Managed SO-PIN
The SO-PIN (aka Initialization Code) is an 8-byte password that protects the SmartCard-HSM from involuntary re-initialization and unblocking or resetting the User-PINs retry counter.
Beside setting a secure User-PIN, choosing a proper SO-PIN is crucial for the overall security of keys on your SmartCard-HSM.
For testing purpose we recommend to stick with the test value 3537363231383830 to not accidentally brick the device. The SO-PIN has a retry counter of 15, but if blocked, the device becomes a useless piece of hardware.
In the Key Manager you can either choose your own SO-PIN or have the Key Manager generate a random value. You can then save the SO-PIN in a profile on the local machine.
While manually choosing a secure SO-PIN is suitable for a single device, managing a larger SmartCard-HSM base, like in a corporate environment, requires a better approach.
This is where a Managed SO-PIN comes to play. With a Managed SO-PIN, the individual SO-PIN is derived from an centrally kept AES key. Such a token management key can be generated on a SmartCard-HSM set aside as dedicated token to initialize, re-initialize SmartCard-HSMs or unblock or reset User-PINs.
Generating a Token Management Key
A Token Management Key is an AES key, with 128, 196 or 256 bit. Ideally the key is created in a key domain, so a backup of the key can be created.
Make sure the key allows the CMAC algorithm and can be wrapped for backup (WRAP).
Management Token
A SmartCard-HSM can be used as Management Token, which means, that the token is placed in the background of the Smart Card Shell to act as a secure key store. You can then attach additional cards or token and perform operations on them with keys on the management token.

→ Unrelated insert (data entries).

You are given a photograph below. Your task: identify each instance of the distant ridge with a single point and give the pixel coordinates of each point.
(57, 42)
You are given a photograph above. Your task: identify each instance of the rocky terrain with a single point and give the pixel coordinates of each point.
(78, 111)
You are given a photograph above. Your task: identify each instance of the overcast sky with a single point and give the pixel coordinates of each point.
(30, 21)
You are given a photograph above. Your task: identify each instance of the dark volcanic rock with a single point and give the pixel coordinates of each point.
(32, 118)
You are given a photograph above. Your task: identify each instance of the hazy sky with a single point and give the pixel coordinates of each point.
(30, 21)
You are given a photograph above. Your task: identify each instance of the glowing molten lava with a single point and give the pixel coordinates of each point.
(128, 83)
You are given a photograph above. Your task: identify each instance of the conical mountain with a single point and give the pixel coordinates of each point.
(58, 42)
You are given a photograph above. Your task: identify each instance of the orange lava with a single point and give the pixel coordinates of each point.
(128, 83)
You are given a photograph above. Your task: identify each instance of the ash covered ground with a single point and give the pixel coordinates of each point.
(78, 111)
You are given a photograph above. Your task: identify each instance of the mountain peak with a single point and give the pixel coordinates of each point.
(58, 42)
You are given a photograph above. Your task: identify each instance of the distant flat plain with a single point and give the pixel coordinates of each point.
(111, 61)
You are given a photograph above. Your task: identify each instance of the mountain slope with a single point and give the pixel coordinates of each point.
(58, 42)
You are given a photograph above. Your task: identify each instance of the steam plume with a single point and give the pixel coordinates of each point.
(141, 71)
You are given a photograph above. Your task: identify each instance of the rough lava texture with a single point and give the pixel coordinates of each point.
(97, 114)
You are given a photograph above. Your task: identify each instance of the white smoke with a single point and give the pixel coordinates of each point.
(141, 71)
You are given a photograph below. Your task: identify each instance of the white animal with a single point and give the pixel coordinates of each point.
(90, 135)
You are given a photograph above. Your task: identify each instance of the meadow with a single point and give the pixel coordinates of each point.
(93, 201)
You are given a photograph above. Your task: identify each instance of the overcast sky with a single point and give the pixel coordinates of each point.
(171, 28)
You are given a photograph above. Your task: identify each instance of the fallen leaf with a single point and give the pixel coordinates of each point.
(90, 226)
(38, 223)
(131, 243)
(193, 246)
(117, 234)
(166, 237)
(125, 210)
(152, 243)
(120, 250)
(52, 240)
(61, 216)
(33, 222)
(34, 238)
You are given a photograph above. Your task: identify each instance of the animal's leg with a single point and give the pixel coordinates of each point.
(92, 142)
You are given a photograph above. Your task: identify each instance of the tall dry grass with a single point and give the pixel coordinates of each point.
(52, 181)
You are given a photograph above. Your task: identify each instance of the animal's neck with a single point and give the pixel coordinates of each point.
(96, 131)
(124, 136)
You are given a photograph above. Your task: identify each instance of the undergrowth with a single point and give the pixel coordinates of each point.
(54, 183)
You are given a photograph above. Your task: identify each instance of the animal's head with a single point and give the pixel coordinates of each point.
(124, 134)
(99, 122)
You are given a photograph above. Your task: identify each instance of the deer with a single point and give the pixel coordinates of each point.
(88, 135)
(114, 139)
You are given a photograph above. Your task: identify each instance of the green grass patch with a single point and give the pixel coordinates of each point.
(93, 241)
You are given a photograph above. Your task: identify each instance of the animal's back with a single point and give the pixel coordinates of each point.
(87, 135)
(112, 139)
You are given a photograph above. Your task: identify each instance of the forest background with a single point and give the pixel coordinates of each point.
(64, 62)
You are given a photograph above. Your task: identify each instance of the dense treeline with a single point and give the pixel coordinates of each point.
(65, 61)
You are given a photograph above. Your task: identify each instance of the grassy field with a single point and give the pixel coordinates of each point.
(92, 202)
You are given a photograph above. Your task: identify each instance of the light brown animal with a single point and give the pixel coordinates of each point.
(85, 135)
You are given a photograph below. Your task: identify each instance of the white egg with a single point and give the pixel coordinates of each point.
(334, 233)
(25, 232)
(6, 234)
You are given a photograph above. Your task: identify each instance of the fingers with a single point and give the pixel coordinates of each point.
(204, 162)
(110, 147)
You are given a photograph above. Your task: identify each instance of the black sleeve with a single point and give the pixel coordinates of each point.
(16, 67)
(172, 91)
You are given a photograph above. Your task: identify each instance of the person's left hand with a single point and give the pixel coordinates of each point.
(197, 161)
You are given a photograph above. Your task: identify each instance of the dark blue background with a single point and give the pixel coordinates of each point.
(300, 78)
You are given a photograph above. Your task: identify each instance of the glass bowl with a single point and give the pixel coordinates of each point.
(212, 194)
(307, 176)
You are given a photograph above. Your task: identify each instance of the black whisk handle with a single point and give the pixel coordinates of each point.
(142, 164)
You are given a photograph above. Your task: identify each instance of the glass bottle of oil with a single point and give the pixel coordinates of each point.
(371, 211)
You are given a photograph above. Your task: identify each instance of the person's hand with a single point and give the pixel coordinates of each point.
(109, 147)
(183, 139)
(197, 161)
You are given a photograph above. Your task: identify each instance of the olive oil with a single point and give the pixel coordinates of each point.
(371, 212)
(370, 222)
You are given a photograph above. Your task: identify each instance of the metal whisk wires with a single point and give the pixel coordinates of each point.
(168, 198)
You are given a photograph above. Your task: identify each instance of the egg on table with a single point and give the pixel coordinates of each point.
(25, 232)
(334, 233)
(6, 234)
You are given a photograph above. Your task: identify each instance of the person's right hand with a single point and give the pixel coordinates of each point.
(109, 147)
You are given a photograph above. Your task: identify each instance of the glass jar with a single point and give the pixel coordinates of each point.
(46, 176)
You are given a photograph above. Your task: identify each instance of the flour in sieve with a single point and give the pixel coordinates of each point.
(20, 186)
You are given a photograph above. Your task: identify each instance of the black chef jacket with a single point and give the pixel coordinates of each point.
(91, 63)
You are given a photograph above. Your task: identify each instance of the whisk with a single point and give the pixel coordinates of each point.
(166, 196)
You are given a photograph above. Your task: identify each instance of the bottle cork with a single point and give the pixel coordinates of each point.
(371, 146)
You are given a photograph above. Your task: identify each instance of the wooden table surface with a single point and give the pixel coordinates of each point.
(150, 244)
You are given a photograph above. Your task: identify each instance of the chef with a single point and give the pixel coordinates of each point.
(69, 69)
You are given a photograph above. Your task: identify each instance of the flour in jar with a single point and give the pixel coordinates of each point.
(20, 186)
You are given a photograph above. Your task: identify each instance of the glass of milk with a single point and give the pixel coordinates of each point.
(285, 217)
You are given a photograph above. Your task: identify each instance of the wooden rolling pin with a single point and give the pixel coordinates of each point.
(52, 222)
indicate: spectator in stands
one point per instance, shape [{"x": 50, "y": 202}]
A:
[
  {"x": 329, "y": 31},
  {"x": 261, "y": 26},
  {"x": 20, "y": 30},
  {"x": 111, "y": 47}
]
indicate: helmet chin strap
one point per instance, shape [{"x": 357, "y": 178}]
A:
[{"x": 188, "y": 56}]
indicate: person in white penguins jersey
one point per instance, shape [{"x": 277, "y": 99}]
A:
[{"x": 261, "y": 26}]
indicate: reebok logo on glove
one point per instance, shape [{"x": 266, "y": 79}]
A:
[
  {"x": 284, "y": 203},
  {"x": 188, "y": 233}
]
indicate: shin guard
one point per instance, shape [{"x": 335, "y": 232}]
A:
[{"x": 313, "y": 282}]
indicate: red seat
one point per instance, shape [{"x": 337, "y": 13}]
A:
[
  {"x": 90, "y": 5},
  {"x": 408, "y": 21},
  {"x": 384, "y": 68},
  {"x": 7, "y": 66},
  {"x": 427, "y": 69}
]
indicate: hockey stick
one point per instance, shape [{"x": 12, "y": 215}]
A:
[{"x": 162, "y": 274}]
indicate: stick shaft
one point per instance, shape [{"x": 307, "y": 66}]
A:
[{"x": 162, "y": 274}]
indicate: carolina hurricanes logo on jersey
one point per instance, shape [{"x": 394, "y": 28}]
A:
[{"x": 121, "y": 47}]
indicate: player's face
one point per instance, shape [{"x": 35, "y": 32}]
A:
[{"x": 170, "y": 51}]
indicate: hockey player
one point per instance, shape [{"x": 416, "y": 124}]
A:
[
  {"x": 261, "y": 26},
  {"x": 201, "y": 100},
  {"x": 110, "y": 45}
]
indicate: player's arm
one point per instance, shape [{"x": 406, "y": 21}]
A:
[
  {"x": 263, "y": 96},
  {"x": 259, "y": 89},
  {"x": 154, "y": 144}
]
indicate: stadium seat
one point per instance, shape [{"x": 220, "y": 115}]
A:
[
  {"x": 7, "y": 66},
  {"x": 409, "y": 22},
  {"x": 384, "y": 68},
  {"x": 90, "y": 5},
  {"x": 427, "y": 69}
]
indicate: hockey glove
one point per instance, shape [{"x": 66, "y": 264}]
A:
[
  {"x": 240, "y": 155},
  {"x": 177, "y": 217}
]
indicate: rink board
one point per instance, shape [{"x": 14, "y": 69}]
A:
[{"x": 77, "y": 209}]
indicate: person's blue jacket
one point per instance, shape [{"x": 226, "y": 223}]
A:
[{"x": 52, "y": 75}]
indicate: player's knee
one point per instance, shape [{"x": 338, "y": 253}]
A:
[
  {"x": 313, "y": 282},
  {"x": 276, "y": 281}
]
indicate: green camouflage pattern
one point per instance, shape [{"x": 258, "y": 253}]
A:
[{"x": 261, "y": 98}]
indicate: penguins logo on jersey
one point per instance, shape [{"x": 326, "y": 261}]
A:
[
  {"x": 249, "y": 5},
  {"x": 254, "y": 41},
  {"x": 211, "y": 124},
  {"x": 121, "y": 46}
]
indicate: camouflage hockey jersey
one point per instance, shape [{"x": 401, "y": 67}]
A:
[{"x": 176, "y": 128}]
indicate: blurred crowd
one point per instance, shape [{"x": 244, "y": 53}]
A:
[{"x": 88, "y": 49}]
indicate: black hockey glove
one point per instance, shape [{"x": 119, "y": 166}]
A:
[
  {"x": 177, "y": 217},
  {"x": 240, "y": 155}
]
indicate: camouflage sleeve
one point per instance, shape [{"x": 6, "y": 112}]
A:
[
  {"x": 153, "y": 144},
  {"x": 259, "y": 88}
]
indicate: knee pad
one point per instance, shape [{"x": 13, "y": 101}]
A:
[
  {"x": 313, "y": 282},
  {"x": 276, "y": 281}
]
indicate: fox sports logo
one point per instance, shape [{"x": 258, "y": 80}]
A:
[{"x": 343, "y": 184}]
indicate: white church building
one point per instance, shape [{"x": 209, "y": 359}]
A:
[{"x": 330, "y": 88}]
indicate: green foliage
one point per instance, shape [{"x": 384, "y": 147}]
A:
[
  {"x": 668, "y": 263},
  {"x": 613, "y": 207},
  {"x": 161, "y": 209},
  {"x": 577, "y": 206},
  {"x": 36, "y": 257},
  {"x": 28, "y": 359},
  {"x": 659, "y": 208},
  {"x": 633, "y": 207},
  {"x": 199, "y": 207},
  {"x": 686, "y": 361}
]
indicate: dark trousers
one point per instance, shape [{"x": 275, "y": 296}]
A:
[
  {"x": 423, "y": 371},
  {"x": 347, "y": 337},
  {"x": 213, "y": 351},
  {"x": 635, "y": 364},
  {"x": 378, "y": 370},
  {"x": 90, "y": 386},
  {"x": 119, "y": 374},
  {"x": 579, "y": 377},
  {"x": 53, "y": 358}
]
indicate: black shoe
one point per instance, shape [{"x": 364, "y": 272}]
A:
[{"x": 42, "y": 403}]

You need to login before the device can be put in the background. Select Use as Management Token from the context menu of the SmartCard-HSM node.
The outline is now cleared and you are prompted, if you want to access a newly attached SmartCard-HSM automatically. Choose Yes.
You can now see, that the AES key is identified as Token Management Key. If you have more than one suitable AES keys on the management token, you are prompted to select one.
You can now attach an additional SmartCard-HSM. The Key Manager will show the normal outline.
If you now want to initialize a new device or re-initialized an existing device, you will see, that instead of the default SO-PIN, a generated SO-PIN is shown.
If this is the first initialization of the SmartCard-HSM, then this SO-PIN will be set. The same SO-PIN will be shown on subsequent initialization attempts.
Switch to a Managed SO-PIN
If you already initialized the SmartCard-HSM with the test or a user chosen SO-PIN, then you can switch to the Managed SO-PIN during initialization.
First overwrite the proposed SO-PIN value with the currently used value. If that is the test value, just clear the input field.
You are then prompted to select from four options.
With Keep current SO-PIN nothing changes.
Set a new managed SO-PIN will either switch to a Managed SO-PIN or replace an existing Managed SO-PIN with a new value. The replacement SO-PIN value is created by changing the salt that goes into the SO-PIN derivation.
Set a user selected SO-PIN allows to enter an user defined SO-PIN, potentially replacing the Managed SO-PIN.
Set the Default SO-PIN is a shortcut for Set a user selected SO-PIN, setting the test value 3537363231383830.
As we want to change to a Managed SO-PIN, we select the second option. You then provided the normal parameter for SmartCard-HSM initialization, e.g. label, URL, User-PIN and Key Domains.
Finally you are prompted to save the new SO-PIN to profile. As we are using a Managed SO-PIN now, we don't want that and answer No.
When you remove and reinsert the SmartCard-HSM, you can see the reference to the Token Management Key printed with other device information.
The first value E534.. is the key identifier for the Token Management Key. This allows you to find the matching key.
The second value in parentheses is the salt value.
Switch to a User SO-PIN
If you want to switch from a Managed SO-PIN to a User SO-PIN, use the above procedure and select Set a user selected SO-PIN or Set the Default SO-PIN.
The reference to the Token Management Key in the device information should then disappear.